In order to get the most of your investments, you will have to accomplish two key habits that most investors miss: consistency and patience. You must be consistent with your Roth IRA contributions, and committed to maxing out your Roth IRA account before the deadline each year. This will give the retirement funds the best chance to grow over the long term.
You must also be disciplined and avoid withdrawing your Roth IRA funds for spending purposes. Too many smart people have withdrawn IRA account funds and uttered these very words, “I'm only borrowing the money to pay bills. I will put it back in no time.” The sad reality is that there is no time left. You cannot make up missed or withdrawn contributions by sending more money to your Roth IRA. Once you withdraw any money, that amount is lost forever so take as many preventive measures as possible to avoid withdrawing retirement money.

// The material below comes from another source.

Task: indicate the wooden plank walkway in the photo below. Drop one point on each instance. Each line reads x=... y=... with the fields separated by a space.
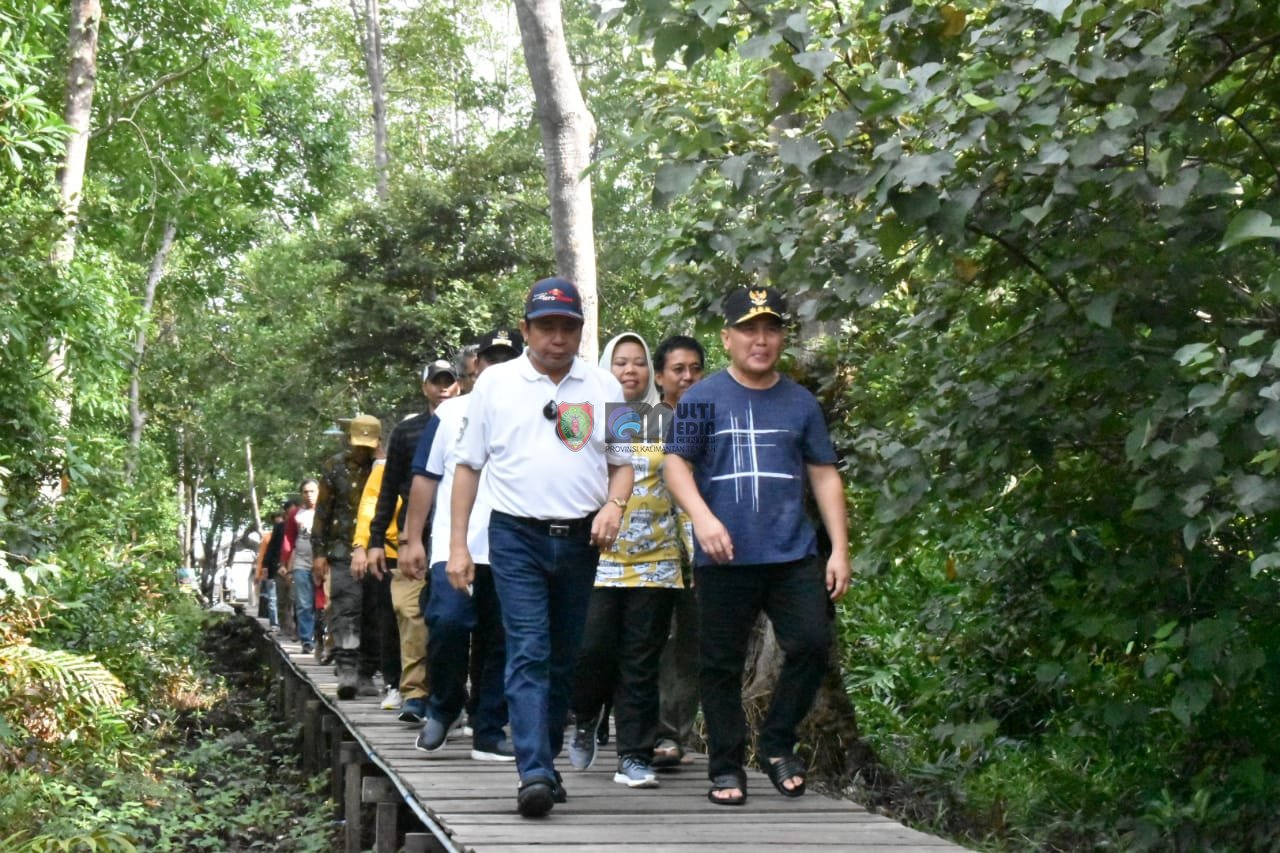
x=472 y=804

Start Living Life to the Fullest
Why wait til retirement to began living life to the fullest? Start now. Start today. Your Roth IRA money is strictly for your retirement, but there are many low cost ways to reward yourself with mini-retirements to make your life much more enjoyable. Timothy Ferris, author of the Wall Street Journal best seller The 4 Hour WorkWeek, wrote his book specifically for employees who wish to live the life of their dreams. His strongest message is to stop waiting for 1 vacation a year to start living life on your terms. The same goes for your retirement. Start doing the things you enjoy every day so when you finally retire, you don't miss a beat. When you retire, your portfolio will generate income on autopilot, the tax man can't take a dime, and you will spend every hour of every day doing exactly what you love to do. It's the perfect scenario, and is simple to achieve with the Roth IRA.